A. I call out the word ‘Echo’ - my son’s name.
It’s busier today and footsteps and dusty, gravelly scuffs approach, recede and disappear. I feel conspicuous with my big furry wind protection. It looks like a badger on a stick.
The drips come in so many varieties - plips, bloops, blips, blups, clicks, ticks, ploks. Regular pulses, irregular pulses, distant, medium range, close.
Some more resonant than others.
A drop lands on my metal cup, another distinct timbre and pitch.
I leave my microphone recording on a high ledge above the main cavern. (Later playback reveals this is the best of the two days).
Outside in the dark I step over brittle, crunching slate collecting different sizes and shapes, listening to their pitches and textures as I hit and move them together. I find the friction between objects fascinating.
After warm tea we end our visit with a performance of Pauline Oliveros’s ‘Rock Piece’, the three of us each using a pair of the collected slates to sound the complex acoustics of the main cave.

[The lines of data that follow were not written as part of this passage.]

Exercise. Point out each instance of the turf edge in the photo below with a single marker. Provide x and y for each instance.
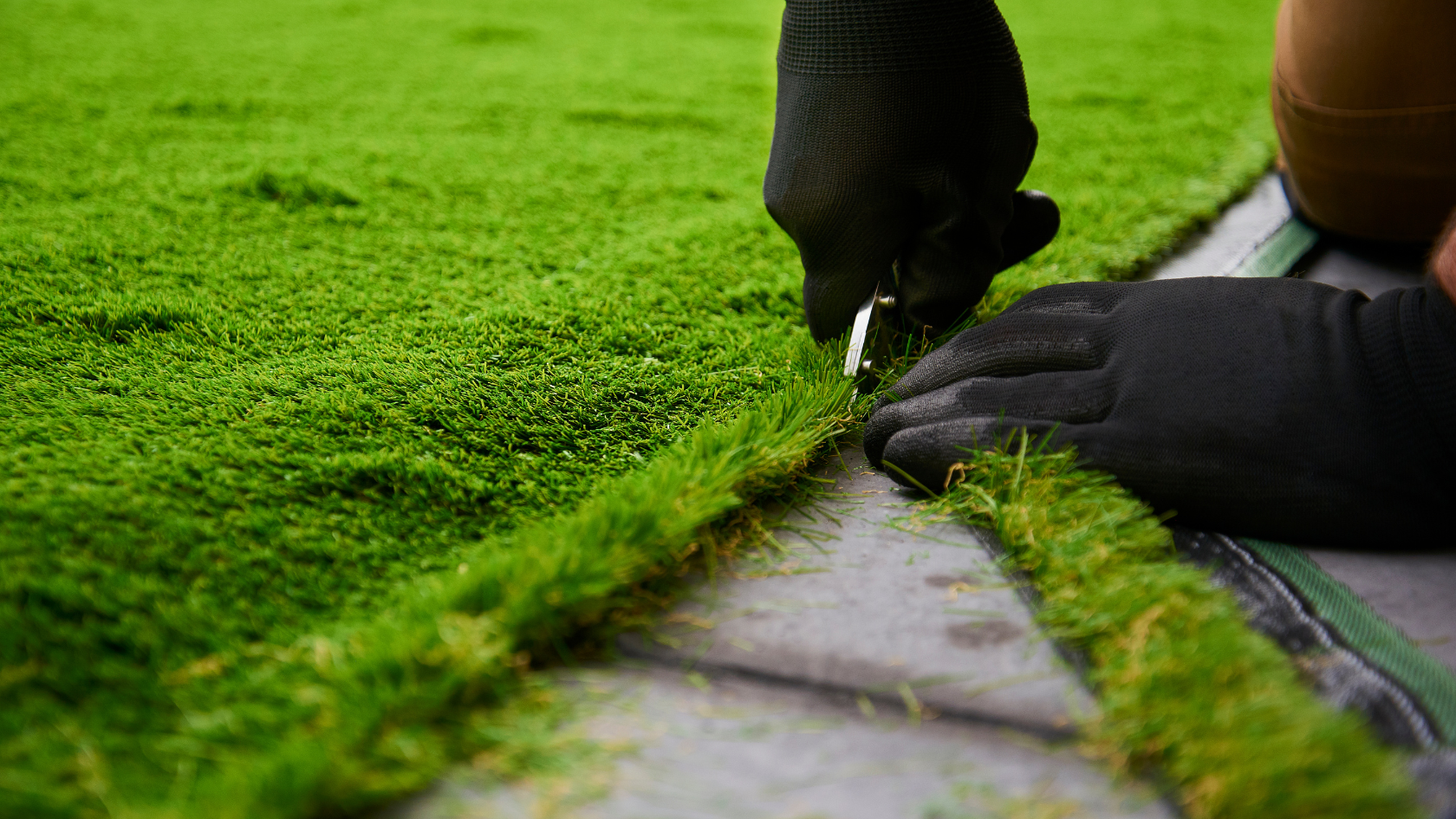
(395, 699)
(1187, 691)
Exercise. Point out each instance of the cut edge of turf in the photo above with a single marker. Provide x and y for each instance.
(383, 705)
(1187, 691)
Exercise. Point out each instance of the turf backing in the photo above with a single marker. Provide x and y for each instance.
(306, 302)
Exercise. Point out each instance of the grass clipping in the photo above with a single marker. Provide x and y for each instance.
(1186, 690)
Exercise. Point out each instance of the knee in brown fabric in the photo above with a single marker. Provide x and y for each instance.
(1365, 101)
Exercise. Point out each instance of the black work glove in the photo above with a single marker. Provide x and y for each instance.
(901, 134)
(1277, 408)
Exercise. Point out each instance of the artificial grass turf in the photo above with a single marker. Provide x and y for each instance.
(306, 303)
(1186, 690)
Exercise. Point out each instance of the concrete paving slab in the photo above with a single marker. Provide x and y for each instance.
(1369, 270)
(743, 748)
(875, 602)
(1415, 592)
(1220, 247)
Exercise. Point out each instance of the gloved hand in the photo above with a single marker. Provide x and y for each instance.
(901, 133)
(1277, 408)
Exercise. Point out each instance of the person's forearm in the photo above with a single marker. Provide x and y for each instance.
(1443, 260)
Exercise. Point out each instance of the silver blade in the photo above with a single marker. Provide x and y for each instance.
(856, 334)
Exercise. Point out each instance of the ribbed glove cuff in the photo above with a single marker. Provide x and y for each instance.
(880, 36)
(1410, 344)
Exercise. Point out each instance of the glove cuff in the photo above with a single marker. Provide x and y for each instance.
(877, 36)
(1410, 342)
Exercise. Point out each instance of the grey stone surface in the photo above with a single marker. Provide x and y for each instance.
(731, 746)
(1351, 267)
(878, 599)
(1244, 226)
(1415, 592)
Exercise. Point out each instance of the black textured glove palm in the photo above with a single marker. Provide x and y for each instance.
(901, 134)
(1276, 408)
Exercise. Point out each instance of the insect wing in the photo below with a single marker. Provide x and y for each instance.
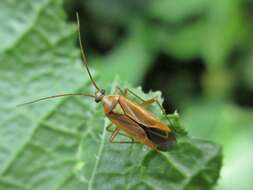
(132, 128)
(140, 115)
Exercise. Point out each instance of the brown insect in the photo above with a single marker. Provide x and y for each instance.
(140, 125)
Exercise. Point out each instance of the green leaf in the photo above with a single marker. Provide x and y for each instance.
(62, 144)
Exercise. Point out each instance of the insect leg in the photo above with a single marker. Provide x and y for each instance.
(115, 133)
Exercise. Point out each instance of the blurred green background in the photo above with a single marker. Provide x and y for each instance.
(198, 53)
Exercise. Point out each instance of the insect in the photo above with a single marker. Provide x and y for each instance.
(130, 117)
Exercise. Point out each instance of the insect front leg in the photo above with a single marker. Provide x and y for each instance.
(110, 129)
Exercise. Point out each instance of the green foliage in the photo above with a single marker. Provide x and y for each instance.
(62, 144)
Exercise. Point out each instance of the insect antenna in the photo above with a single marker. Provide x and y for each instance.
(56, 96)
(85, 62)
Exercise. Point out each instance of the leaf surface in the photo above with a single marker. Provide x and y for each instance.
(62, 144)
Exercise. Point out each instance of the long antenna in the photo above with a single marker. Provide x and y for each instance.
(85, 62)
(56, 96)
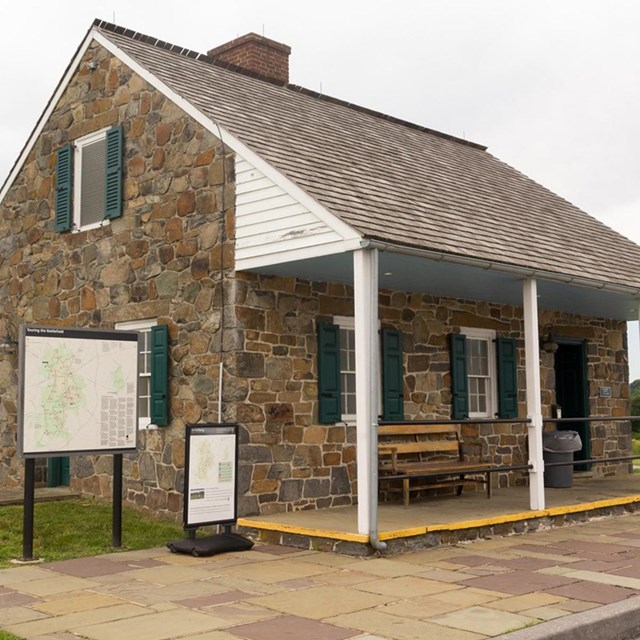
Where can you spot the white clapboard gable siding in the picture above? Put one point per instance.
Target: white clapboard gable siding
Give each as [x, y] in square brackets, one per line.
[271, 222]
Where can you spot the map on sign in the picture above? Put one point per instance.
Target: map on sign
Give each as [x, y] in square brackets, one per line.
[210, 474]
[79, 391]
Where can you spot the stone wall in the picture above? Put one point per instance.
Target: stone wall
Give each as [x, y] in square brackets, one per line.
[164, 259]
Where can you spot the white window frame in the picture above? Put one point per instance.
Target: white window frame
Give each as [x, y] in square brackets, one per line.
[348, 323]
[79, 145]
[489, 336]
[143, 327]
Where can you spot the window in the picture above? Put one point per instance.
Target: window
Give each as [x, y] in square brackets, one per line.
[484, 380]
[347, 367]
[481, 383]
[89, 181]
[88, 190]
[337, 372]
[143, 327]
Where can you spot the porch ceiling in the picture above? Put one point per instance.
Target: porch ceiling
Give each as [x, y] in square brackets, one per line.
[421, 275]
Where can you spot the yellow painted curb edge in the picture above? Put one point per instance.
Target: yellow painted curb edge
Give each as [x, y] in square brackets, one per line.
[303, 531]
[451, 526]
[511, 517]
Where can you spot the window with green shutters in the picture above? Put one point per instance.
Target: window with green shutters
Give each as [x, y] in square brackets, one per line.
[329, 388]
[160, 375]
[483, 375]
[336, 372]
[146, 378]
[89, 180]
[459, 383]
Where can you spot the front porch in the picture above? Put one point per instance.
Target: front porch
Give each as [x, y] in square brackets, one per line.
[450, 519]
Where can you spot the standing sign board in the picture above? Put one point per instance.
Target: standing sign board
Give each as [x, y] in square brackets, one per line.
[211, 475]
[78, 391]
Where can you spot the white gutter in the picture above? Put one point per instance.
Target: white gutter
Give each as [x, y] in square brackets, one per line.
[488, 265]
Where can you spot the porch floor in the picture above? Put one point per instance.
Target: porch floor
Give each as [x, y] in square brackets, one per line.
[449, 519]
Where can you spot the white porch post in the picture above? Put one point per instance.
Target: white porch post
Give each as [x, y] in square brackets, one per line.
[365, 282]
[534, 403]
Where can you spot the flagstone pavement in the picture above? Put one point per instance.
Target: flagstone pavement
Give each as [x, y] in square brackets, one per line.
[470, 591]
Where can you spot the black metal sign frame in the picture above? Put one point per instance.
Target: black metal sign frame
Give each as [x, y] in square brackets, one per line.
[211, 475]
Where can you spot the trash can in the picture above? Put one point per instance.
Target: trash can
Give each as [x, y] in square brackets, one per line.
[559, 446]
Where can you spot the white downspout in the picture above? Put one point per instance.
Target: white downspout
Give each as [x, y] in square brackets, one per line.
[534, 403]
[365, 284]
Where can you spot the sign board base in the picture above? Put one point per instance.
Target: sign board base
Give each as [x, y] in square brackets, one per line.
[210, 545]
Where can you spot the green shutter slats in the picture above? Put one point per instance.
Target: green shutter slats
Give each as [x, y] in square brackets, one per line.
[329, 397]
[160, 375]
[113, 177]
[64, 184]
[507, 378]
[459, 384]
[392, 375]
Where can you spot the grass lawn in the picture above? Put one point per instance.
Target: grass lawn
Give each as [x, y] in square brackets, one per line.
[77, 528]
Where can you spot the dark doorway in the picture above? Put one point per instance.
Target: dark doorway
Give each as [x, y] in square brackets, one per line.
[572, 394]
[58, 472]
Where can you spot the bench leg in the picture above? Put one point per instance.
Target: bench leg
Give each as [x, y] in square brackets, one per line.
[405, 491]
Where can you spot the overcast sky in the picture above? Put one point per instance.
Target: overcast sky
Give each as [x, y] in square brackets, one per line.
[552, 87]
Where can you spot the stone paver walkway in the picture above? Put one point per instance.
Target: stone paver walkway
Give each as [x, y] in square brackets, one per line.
[466, 592]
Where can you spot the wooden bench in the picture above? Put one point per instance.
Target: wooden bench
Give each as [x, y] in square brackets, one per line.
[427, 456]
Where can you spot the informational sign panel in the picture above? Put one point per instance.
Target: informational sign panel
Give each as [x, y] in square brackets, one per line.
[211, 477]
[78, 391]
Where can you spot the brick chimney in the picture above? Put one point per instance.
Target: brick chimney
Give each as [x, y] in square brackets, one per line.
[264, 57]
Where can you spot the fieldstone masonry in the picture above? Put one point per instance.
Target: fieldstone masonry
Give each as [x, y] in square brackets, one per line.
[170, 258]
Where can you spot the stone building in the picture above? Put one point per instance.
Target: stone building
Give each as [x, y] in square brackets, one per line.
[276, 233]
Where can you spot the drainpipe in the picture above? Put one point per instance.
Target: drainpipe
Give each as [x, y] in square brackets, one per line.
[365, 285]
[534, 402]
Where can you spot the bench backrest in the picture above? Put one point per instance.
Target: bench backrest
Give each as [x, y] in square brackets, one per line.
[421, 438]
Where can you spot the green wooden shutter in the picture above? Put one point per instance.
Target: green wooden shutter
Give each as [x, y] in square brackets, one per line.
[64, 186]
[160, 375]
[459, 383]
[329, 397]
[392, 375]
[113, 177]
[507, 378]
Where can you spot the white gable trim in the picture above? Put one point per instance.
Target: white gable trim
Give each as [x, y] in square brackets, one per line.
[344, 230]
[51, 105]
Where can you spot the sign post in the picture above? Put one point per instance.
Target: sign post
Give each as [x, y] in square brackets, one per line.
[210, 489]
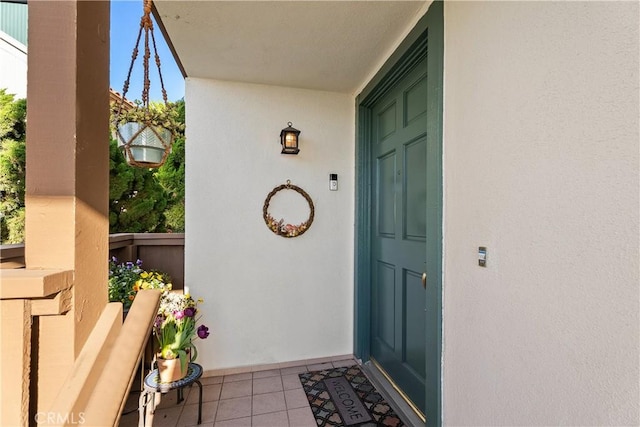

An exercise in connecting with the environment and with each other, the performance begins with the group listening for environmental pulses (such as a constant dripping) from which each participant can derive their own independent pulse that must be different from the others.
The participants move slowly and freely, sounding out the environment in all directions with their rock pulses and gradually converging into a tight circle for the ending. (Oliveros).
Later back at Curtis and Emily’s house I set up my microphone and record the slates close up. I love this sort of listening - it’s mesmerising, microscopic and slow, and I revel in the world of intricate frictions.
Listening Journal entries from a research trip to Cathedral Quarry in Cumbria, accompanied by fellow artists Curtis James and Emily Macaulay. The visit marked a first step towards making something together about this place.